Dream - Jessica Kumala Wongso ditetapkan sebagai tersangka dalam kasus 'kopi bersianida' Mirna. Jessica ditangkap pukul 07.30 WIB, Sabtu 30 Januari 2016, saat menginap di Hotel Neo Mangga Dua.

Sebelum ditangkap, Jessica berstatus sebagai saksi kasus kematian Mirna. Jessica setidaknya telah lima kali dimintai keterangan oleh polisi.

Kini Jessica pun resmi ditahan, Kepala Bidang Humas Polda Metro Jaya, Muhammad Iqbal menjelaskan penahanan tersebut untuk mempermudah proses penyidikan Direktorat Reserse Kriminal Umum (Direskrimum) Polda Metro Jaya.

" Penahanan yang bersangkutan agar tidak mempersulit penyidikan," kata Iqbal kepada Dream melalui sambungan telepon, Minggu, 31 Januari 2016.
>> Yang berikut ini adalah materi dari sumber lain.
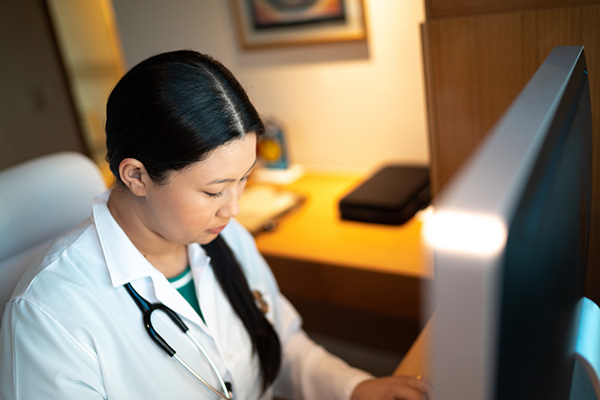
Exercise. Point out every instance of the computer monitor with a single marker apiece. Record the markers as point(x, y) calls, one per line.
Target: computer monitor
point(509, 238)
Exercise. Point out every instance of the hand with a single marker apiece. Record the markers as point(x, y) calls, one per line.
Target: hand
point(392, 388)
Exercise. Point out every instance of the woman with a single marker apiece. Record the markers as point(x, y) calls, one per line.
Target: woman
point(181, 138)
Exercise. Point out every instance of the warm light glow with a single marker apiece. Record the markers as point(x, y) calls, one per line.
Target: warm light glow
point(464, 232)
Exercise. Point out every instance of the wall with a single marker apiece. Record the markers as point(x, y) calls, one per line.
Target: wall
point(37, 114)
point(345, 105)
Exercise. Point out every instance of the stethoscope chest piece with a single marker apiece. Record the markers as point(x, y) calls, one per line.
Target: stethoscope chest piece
point(147, 309)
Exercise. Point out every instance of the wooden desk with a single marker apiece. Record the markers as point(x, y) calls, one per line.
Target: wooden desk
point(320, 260)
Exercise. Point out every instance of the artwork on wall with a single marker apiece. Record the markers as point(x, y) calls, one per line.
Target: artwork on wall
point(266, 23)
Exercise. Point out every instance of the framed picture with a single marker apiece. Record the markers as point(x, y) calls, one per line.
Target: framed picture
point(267, 23)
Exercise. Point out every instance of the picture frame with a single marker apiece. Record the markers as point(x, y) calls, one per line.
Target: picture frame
point(271, 23)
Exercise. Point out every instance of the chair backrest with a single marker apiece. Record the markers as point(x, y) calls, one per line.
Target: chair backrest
point(41, 199)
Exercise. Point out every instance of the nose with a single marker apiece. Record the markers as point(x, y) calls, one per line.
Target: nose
point(231, 207)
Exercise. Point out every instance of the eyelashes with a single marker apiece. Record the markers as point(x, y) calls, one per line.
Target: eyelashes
point(219, 194)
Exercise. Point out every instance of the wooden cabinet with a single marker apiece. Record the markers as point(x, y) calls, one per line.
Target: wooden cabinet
point(478, 55)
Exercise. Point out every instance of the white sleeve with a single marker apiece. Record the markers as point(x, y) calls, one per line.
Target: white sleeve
point(39, 359)
point(308, 371)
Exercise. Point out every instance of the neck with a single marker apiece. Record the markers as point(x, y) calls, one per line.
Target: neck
point(168, 257)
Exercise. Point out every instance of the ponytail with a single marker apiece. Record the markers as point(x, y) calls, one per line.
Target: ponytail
point(264, 339)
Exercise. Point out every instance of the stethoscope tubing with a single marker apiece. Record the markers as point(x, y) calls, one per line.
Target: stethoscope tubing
point(147, 308)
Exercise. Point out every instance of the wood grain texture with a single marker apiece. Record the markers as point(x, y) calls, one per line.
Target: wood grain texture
point(454, 8)
point(476, 65)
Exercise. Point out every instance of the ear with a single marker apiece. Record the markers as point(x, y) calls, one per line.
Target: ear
point(134, 175)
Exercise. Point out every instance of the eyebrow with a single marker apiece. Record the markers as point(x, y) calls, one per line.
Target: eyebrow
point(216, 181)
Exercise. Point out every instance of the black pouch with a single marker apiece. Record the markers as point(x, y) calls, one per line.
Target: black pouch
point(390, 196)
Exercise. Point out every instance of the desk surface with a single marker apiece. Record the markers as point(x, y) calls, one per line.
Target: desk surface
point(315, 233)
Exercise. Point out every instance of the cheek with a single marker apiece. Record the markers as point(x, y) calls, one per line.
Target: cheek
point(194, 215)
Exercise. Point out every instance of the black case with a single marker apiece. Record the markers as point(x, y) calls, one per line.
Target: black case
point(391, 196)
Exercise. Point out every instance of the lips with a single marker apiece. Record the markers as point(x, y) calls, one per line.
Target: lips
point(217, 230)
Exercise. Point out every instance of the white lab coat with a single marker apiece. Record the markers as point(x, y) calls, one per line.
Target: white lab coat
point(71, 331)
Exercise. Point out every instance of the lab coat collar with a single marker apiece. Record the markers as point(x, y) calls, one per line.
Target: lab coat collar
point(126, 264)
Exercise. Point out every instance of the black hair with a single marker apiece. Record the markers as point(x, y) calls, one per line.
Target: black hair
point(173, 110)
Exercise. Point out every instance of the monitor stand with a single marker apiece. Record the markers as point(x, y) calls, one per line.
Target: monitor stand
point(586, 382)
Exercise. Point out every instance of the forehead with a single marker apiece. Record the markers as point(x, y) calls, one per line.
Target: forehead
point(229, 161)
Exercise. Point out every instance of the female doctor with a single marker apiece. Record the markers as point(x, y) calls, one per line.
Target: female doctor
point(181, 138)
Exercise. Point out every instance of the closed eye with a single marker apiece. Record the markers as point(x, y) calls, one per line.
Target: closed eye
point(219, 194)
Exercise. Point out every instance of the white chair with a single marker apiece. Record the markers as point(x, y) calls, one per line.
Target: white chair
point(39, 200)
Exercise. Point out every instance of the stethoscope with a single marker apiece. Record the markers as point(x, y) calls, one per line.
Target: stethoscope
point(147, 308)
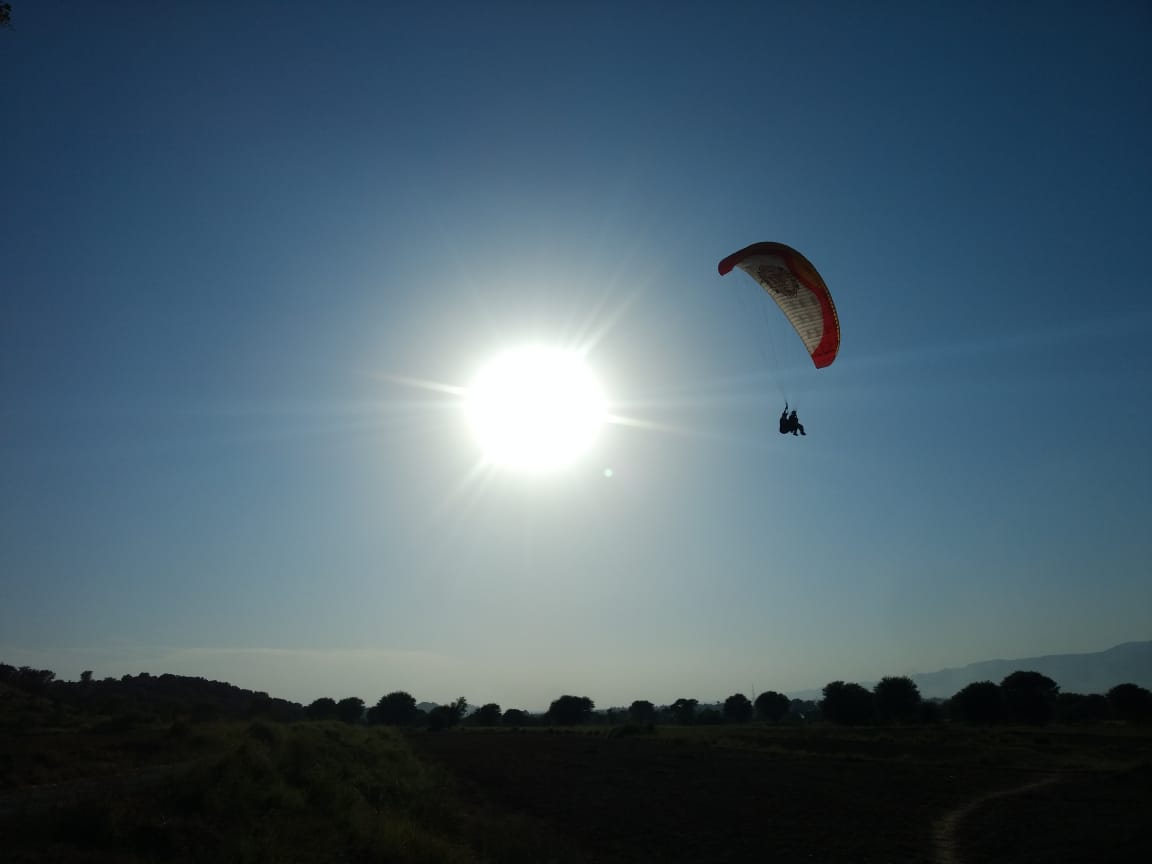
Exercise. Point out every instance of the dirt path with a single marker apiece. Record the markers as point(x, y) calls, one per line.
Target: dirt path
point(945, 831)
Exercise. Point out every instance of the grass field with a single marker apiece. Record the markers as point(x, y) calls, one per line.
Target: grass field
point(259, 791)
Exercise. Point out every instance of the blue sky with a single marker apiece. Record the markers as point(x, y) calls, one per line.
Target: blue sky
point(234, 241)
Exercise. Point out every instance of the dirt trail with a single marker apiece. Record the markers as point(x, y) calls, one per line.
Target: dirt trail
point(945, 830)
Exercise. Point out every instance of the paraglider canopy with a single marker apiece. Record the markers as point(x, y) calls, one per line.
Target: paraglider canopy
point(793, 282)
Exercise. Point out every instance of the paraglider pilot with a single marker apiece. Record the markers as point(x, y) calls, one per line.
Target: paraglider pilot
point(790, 423)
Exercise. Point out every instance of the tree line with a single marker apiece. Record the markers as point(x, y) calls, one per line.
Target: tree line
point(1022, 697)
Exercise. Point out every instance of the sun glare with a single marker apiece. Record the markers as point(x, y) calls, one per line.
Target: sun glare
point(535, 408)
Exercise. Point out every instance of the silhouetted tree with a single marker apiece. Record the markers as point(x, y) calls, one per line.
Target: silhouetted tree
point(846, 704)
point(978, 703)
point(772, 706)
point(642, 711)
point(709, 717)
point(737, 709)
point(1131, 703)
point(394, 709)
point(683, 711)
point(33, 681)
point(486, 715)
point(805, 710)
point(570, 710)
point(350, 710)
point(515, 717)
point(323, 709)
point(444, 717)
point(896, 699)
point(1029, 697)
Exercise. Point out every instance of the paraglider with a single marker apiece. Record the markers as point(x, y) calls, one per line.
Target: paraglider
point(790, 423)
point(797, 288)
point(793, 282)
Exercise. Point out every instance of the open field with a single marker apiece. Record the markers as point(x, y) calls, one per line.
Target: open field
point(824, 794)
point(260, 791)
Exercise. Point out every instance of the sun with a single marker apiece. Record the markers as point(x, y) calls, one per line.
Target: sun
point(535, 408)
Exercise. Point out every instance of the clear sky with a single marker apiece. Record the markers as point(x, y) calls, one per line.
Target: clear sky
point(250, 254)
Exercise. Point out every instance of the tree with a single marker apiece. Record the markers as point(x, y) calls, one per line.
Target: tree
point(1130, 702)
point(896, 700)
point(846, 704)
point(394, 709)
point(1029, 697)
point(642, 711)
point(486, 715)
point(978, 703)
point(772, 706)
point(683, 711)
point(570, 710)
point(323, 709)
point(33, 681)
point(737, 709)
point(515, 717)
point(350, 710)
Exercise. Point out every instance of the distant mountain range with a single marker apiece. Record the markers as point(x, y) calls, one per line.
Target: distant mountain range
point(1093, 673)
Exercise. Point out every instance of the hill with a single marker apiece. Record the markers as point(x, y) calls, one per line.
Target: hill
point(1089, 673)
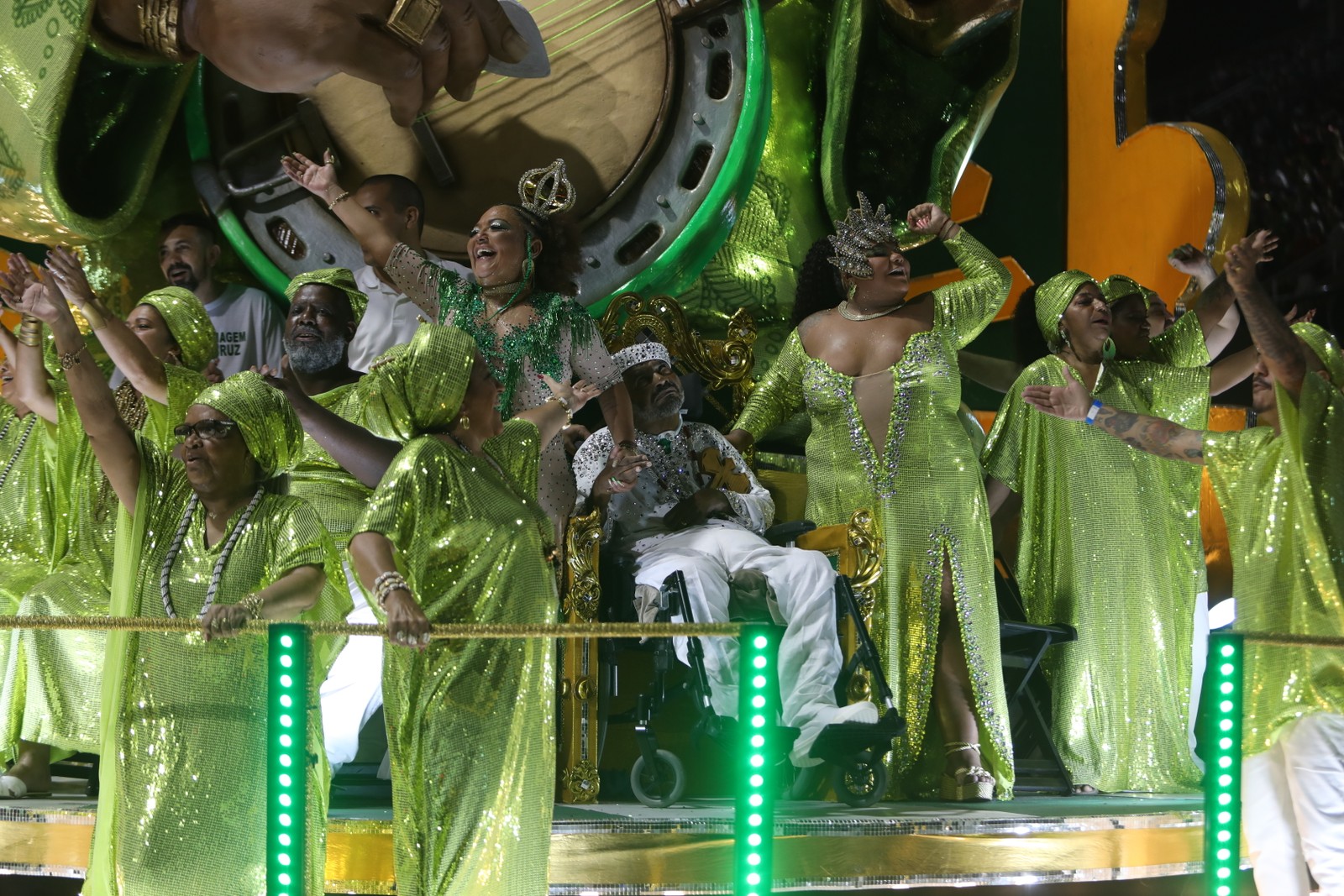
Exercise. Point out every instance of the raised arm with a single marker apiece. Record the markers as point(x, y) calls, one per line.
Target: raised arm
point(1273, 336)
point(131, 356)
point(362, 453)
point(112, 443)
point(967, 305)
point(1152, 434)
point(1215, 309)
point(555, 412)
point(413, 275)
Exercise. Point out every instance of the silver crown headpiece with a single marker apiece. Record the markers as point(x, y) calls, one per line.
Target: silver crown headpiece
point(860, 230)
point(546, 191)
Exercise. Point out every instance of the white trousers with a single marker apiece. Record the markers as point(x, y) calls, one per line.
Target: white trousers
point(354, 687)
point(1294, 808)
point(1198, 661)
point(804, 587)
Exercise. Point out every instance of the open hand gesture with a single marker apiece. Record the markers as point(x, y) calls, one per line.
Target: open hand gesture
point(927, 217)
point(1070, 401)
point(309, 175)
point(575, 396)
point(69, 275)
point(620, 474)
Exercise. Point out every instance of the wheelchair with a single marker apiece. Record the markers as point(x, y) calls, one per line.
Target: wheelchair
point(853, 752)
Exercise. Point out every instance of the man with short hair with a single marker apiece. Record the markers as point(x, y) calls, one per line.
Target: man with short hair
point(1280, 485)
point(696, 506)
point(391, 317)
point(249, 324)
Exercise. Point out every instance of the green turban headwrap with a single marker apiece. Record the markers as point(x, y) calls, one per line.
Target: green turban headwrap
point(269, 426)
point(188, 324)
point(1053, 297)
point(338, 278)
point(428, 376)
point(1327, 347)
point(1119, 286)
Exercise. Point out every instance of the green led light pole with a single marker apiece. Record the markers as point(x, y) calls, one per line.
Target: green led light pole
point(286, 761)
point(1223, 775)
point(759, 698)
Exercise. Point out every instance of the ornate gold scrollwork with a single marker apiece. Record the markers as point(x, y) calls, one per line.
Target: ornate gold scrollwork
point(864, 537)
point(582, 783)
point(582, 537)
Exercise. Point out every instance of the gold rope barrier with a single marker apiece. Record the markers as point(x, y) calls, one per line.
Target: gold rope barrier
point(1283, 640)
point(460, 631)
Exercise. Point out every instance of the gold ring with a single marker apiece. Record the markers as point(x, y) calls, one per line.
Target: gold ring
point(410, 20)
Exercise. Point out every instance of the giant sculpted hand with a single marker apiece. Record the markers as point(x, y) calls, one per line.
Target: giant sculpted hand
point(288, 47)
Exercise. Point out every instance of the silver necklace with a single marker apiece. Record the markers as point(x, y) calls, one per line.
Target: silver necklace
point(24, 441)
point(219, 564)
point(850, 316)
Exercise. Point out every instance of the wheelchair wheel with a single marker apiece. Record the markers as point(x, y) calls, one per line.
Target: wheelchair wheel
point(660, 789)
point(862, 786)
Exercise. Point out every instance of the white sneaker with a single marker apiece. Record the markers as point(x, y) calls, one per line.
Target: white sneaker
point(864, 712)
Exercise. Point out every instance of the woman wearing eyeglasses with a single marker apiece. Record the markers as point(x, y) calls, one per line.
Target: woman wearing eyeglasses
point(54, 679)
point(203, 537)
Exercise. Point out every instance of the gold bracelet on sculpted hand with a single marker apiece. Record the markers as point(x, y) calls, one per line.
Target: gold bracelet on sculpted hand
point(159, 20)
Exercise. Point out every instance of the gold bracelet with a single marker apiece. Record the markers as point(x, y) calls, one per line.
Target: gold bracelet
point(564, 406)
point(159, 23)
point(93, 316)
point(30, 332)
point(252, 604)
point(71, 359)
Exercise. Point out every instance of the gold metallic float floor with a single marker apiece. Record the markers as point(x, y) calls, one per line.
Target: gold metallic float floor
point(632, 849)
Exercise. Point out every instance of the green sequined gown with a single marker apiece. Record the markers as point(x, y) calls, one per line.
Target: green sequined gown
point(183, 805)
point(925, 490)
point(1285, 526)
point(561, 342)
point(470, 723)
point(27, 527)
point(57, 700)
point(1110, 544)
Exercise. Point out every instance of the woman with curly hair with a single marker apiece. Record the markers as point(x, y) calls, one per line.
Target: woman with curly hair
point(521, 311)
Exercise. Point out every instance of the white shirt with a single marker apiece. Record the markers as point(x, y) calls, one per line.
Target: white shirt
point(391, 317)
point(635, 517)
point(250, 329)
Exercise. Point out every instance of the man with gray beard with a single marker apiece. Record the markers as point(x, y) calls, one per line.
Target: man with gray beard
point(324, 313)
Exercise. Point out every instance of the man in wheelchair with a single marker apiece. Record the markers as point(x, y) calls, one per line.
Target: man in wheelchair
point(694, 506)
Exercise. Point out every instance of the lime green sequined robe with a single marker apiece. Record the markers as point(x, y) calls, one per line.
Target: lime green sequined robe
point(58, 700)
point(562, 342)
point(27, 528)
point(925, 490)
point(1110, 544)
point(1285, 524)
point(470, 723)
point(183, 801)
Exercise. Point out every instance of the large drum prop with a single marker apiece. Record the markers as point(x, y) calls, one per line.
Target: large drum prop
point(659, 109)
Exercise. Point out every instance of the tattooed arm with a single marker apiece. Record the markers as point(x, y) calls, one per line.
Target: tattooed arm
point(1273, 336)
point(1152, 434)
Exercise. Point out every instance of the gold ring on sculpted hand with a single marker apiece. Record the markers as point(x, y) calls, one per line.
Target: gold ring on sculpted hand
point(410, 20)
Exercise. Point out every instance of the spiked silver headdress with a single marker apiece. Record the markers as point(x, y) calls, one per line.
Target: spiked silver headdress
point(546, 191)
point(860, 230)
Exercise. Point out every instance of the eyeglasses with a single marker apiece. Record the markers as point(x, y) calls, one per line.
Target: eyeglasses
point(206, 430)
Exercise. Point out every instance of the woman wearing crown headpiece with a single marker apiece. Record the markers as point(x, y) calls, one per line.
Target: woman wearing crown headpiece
point(521, 311)
point(877, 372)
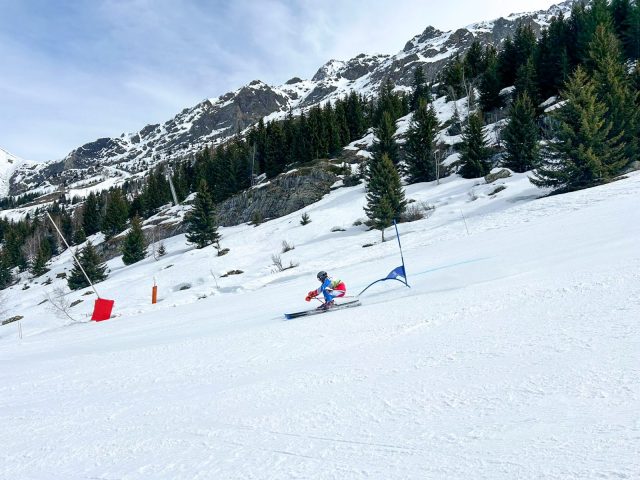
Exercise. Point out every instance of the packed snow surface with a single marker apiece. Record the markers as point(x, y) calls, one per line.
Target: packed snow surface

Iqbal pun menanggapi kabar rencana kuasa hukum Jessica, Yudi Wibowo mengajukan pra-peradilan. Juru bicara Polda Metro Jaya itu pun mempersilakan semua pihak menggunakan hak hukumnya.

" Pra-peradilan itu hak tersangka, semua pihak, untuk memanfaatkan proses hukum. Tidak ada masalah. Kami perang intelektual. Makannya teori pembuktian yang dimiliki penyidik polri itu harus kuat, scientific itu," papar Iqbal.

Menurut Iqbal, pihak kepolisian memiliki dasar yang kuat menetapkan Jessica sebagai tersangka. " Untuk menetapkan seseorang menjadi tersangka, harus disertai dengan minimal dua alat bukti. Tim penyidik memiliki lebih dari dua," ujarnya.